As proof of the principle, the researchers demonstrated the applicability of HRM for detection of promoter methylation using assays for O6-methylguanine-DNA methyltransferase (MGMT), adenomatous polyposis coli (APC), glutathione S-transferase P1 (GSTP1), and phosphatase and tension homolog deleted on chromosome 10 (PTEN) promoters in methylated DNA dilution matrix.
In a second step, HRM assays for MGMT and APC were tested on DNA isolated from fresh and FFPE human cancer cell lines.
These established MGMT and APC HRM assays were analysed using archival FFPE colorectal tumour specimens.
Methylated DNA levels as low as one per cent were reproducibly detected in a background of unmethylated DNA.
For certain applications, such as detection of rare events or risk stratification of individuals based on methylation status of specific markers, high sensitivity of the assay is important.
This sensitive assay can be adapted and used to detect low amounts of methylated cells within a tumour, or even to detect low numbers of tumour cells in the background of non-tumour cells in lymph nodes and other organs.
The most popular approaches for DNA methylation detection rely on the treatment of genomic DNA with sodium bisulfite, which converts cytosine into uracil while leaving 5-methyl cytosine unmodified.
This modification results in a sequence difference allowing for identification of methyl cytosines in a subsequent PCR amplification.
The most precise methylation profiling can be achieved by bisulfite sequencing, which allows identification of single methyl cytosines.
Several simpler PCR-based methods, which are especially important for small-scale research labs, have also been developed.
One of these newer and easier methods is high-resolution melting analysis (HRM), based on the 'melting' properties of DNA in solution.

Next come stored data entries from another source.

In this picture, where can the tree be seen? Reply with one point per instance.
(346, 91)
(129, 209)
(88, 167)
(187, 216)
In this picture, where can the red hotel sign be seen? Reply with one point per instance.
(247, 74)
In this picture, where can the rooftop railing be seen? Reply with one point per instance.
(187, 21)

The principle of this method is that bisulfite-treated DNA templates with different contents of methyl cytosine can be distinguished by melting analysis based on differences in melting temperatures.
HRM is a relatively simple and cost-effective method as it does not require expensive probes and reference gene assays for normalisation.
With HRM, all CpGs within the amplicon are analysed, enabling the assay to distinguish heterogeneous from homogeneous methylation by the shape of the melting curve.
This ability can be of importance, because methylation patterns at promoter CpG islands are typically not homogeneous.